Kıpkırmızı Pazartesi (11 Mart 2024) başlıklı o yazıda, kitaptan şöyle söz etmiştim: “Hayatınızda bu kadar sapkın, bu kadar insanlık düşmanı bir şey okumamış olabilirsiniz. Hitler’in Kavgam’ı bile bunun yanında yardımcı ders kitabı gibi kalır!”
∗∗∗
'Irkçı devrim'in son aşaması olan ‘Yağlı Urgan Günü’nün anlatıldığı bölümleri anımsatayım:
“Onları aydınlatılmış her yerde görebilirsiniz. Kavşaklardaki sokak tabelaları bile bunun için kullanılmış. Bu akşam Genel Merkez’e giderken neredeyse geçtiğim her sokak köşesinde, her kavşakta dörder tane olmak üzere sallanan cesetler vardı. Buradan sadece bir mil kadar uzaktaki bir üst geçitte yaklaşık 30 kişilik bir grup asılı duruyor, her birinin boynunda ‘Irkıma ihanet ettim’ yazan bir pankart var. Bu gruptan iki-üç kişiye asılmadan önce akademik cübbeler giydirildiğine bakılırsa, hepsi de yakındaki UCLA kampüsünden öğretim üyeleri olsa gerek.
...Ay ışığında gördüğüm ilk şey, pankartın üstünde kocaman kara harflerle yazılı satırlar oldu: ‘Irkımı kirlettim.’ Pankartın üzerinde genç bir kadının korkunç derecede şişmiş, morarmış yüzü görünüyordu, kocaman açılmış gözleri yuvalarından dışarı fırlamıştı, ağzı açıktı
...Bu gece şehirde buna benzer binlerce kadın cesedi var, hepsinin boynunda aynı pankart asılı. Bunlar Siyahlarla, Yahudilerle veya Beyaz olmayan diğer erkeklerle evlenen ya da birlikte yaşayan Beyaz kadınlar.
...’Irkımı kirlettim’ pankartı asılı bir sürü erkek de var, ama kadınların sayısı onları bire yedi ya da sekiz oranıyla kolayca geride bırakıyor. Öte yandan, ‘Irkıma ihanet ettim’ pankartı asılı cesetlerin yaklaşık yüzde doksanı erkek. Yani cinsiyet dağılımı genel olarak dengeli görünüyor.

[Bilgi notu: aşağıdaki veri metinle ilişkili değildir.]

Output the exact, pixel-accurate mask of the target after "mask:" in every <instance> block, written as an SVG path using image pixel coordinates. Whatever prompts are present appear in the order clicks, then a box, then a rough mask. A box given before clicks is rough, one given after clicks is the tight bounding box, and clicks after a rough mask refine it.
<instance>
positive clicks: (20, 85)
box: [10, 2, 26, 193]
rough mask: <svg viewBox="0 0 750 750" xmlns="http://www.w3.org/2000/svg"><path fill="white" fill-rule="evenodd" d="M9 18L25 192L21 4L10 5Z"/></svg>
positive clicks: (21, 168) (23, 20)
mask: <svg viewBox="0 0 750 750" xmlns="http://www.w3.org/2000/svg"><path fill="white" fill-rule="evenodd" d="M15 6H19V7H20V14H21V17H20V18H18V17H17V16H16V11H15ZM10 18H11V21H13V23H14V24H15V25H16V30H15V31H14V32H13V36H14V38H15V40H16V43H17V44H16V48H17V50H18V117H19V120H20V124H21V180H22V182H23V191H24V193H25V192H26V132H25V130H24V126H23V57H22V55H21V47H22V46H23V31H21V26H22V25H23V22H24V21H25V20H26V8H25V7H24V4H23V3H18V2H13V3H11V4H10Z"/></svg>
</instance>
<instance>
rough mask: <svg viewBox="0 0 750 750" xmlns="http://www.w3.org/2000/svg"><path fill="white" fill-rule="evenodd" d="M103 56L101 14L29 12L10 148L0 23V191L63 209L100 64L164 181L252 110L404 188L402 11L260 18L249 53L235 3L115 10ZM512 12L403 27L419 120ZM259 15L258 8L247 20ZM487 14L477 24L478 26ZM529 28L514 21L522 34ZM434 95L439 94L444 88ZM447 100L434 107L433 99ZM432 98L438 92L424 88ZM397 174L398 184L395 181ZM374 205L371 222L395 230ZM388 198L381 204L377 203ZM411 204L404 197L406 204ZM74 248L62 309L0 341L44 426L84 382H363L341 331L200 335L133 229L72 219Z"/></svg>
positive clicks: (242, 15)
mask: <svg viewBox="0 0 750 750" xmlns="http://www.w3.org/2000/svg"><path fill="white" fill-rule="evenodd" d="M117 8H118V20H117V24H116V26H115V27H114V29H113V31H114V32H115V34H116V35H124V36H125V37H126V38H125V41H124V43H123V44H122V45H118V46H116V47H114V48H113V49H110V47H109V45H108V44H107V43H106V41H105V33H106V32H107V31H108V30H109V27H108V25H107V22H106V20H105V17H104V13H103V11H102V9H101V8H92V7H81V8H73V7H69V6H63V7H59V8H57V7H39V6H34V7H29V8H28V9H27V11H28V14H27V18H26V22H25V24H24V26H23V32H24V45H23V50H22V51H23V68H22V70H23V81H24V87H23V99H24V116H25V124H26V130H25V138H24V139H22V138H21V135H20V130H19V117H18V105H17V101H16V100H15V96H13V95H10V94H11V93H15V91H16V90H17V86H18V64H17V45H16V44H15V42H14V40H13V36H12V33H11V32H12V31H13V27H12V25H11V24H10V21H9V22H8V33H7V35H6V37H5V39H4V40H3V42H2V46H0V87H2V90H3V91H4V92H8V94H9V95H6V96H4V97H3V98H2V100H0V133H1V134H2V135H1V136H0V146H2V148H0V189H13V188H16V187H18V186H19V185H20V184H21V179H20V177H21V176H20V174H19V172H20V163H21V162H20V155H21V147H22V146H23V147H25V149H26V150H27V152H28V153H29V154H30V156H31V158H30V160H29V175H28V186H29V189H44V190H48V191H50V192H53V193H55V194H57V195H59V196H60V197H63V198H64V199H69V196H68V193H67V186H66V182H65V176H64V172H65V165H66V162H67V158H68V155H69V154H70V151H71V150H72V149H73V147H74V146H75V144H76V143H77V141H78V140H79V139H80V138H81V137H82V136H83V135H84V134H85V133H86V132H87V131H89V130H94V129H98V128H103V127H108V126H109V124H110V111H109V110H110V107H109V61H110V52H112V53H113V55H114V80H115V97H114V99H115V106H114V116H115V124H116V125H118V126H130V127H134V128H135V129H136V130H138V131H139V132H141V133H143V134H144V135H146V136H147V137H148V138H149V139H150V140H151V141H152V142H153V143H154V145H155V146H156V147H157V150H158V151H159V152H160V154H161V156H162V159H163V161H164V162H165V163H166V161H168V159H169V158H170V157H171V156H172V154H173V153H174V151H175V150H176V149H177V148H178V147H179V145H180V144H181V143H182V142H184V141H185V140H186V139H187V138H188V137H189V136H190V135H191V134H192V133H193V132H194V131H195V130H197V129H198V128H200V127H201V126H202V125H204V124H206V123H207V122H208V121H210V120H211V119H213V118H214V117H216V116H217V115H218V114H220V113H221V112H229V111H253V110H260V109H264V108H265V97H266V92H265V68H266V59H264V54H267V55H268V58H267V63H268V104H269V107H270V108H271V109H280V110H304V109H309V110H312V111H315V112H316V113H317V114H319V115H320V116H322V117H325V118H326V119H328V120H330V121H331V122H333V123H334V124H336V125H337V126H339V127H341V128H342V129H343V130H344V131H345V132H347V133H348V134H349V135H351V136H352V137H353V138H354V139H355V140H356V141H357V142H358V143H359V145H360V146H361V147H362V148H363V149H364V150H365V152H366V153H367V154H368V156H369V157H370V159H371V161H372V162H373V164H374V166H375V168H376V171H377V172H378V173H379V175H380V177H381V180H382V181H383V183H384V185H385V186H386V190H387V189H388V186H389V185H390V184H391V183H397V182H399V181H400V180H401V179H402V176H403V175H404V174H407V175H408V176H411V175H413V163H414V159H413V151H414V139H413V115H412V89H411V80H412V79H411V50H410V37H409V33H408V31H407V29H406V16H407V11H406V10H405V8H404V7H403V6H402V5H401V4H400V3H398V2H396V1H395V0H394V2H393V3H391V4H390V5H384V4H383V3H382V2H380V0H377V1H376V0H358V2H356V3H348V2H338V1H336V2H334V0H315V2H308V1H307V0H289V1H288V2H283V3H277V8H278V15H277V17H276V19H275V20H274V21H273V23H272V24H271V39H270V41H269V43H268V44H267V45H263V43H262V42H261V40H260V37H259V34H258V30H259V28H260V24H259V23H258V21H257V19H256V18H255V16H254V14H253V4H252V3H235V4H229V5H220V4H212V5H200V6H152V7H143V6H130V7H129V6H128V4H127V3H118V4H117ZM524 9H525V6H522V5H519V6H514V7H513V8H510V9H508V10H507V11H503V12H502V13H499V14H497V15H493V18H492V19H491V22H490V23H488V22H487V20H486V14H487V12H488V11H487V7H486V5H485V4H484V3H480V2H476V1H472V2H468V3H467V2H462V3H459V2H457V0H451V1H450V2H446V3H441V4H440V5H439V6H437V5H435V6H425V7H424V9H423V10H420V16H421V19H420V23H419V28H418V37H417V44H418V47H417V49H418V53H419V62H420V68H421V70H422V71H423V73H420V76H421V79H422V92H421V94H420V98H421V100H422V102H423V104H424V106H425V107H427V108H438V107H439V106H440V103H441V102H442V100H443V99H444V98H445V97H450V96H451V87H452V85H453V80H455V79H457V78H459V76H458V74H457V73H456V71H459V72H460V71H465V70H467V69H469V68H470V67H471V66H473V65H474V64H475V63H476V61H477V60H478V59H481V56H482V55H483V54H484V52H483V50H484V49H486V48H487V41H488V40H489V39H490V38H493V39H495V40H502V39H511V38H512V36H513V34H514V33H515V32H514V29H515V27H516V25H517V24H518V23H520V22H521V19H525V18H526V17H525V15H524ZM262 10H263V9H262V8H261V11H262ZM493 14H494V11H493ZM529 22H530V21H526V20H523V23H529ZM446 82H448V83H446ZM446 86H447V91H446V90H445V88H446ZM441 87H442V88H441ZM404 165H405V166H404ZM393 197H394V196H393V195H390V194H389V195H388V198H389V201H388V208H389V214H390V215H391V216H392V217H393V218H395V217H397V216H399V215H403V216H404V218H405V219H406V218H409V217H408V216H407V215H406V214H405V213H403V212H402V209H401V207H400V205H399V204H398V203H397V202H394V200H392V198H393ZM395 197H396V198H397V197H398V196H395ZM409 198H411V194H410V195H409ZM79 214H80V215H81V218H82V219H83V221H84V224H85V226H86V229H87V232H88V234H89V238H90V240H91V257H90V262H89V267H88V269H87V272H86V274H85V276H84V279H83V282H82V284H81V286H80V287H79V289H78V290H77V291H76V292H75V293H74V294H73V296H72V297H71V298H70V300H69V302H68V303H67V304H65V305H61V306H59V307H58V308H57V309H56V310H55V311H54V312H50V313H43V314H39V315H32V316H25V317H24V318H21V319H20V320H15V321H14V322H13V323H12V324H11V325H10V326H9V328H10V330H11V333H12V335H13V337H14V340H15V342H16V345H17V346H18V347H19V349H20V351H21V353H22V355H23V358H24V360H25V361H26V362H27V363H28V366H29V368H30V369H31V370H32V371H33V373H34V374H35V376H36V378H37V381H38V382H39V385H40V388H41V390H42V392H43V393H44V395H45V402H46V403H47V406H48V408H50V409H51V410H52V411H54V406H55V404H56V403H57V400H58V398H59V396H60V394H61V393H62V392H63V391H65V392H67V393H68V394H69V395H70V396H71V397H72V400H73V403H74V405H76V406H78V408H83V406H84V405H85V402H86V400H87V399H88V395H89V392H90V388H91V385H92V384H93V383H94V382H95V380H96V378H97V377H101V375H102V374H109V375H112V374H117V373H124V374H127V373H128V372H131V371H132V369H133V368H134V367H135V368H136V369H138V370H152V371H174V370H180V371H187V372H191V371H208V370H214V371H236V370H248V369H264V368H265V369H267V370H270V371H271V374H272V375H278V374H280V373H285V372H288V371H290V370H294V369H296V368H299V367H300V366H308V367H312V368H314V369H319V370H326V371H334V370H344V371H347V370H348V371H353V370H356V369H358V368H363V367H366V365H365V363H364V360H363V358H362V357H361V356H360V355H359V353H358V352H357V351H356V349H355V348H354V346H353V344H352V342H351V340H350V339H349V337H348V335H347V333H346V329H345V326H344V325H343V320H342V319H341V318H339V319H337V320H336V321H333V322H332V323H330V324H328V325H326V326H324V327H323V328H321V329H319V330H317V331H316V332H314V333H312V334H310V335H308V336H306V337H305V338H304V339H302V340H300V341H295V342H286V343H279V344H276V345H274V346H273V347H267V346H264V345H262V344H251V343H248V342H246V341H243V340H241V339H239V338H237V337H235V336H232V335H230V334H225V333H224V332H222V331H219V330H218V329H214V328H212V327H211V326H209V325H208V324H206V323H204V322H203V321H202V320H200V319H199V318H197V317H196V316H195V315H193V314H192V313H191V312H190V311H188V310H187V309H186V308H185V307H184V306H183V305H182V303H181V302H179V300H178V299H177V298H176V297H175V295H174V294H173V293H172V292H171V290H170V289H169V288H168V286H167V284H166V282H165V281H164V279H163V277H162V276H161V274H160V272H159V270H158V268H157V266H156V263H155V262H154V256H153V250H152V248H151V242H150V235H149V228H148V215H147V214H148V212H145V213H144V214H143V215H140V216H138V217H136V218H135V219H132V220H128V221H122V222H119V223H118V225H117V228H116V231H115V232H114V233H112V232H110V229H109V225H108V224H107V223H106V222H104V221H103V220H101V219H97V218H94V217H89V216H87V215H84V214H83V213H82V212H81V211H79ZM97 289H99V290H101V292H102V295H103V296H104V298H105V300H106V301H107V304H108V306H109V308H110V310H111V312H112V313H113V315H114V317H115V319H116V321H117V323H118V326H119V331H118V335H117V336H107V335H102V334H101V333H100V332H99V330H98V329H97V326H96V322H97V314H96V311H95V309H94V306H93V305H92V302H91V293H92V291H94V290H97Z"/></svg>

Boynuna ‘Irkıma ihanet ettim’ pankartı asılanlar genellikle politikacılar, avukatlar, iş insanları, TV haber spikerleri, muhabirler, editörler, hakimler, öğretmenler, okul yöneticileri, ‘sivil liderler’, bürokratlar, vaizler, bir de bunların dışında, kariyer, statü, oy vb. nedenlerle eski Sistem’in ırk eşitliği programının desteklenmesine veya uygulanmasına yardımcı olan herkes.”
∗∗∗
Başta anti-semitizm olmak üzere 'yabancı düşmanlığı', paylaşım eşitsizliğinin ve iktidar savaşlarının olduğu her yerde vardı zaten; ama kapitalist gelişimin sistematize ettiği haliyle ırkçılık 20. yüzyılda ortaya çıktı. O yüzyıl geride kaldı ama ırkçılığı yanımızda taşımayı sürdürüyoruz. Trump yine başkan; Netanyahu Ortadoğu'da açıkça ırkçı bir katliam yürütüyor; Anadolu'da, eğer Suriyeli göçmenler geri dönecekse ve Kürtlere hakları verilmeyecekse her türlü işgal girişimini onaylayacak bir halk yaşıyor...
∗∗∗
Yani “Ya sosyalizm ya barbarlık” sloganının ne anlama geldiğini, o barbarlığın nasıl bir şey olabileceğini açıklamak isteyenler için bugün gereğinden fazla veri var.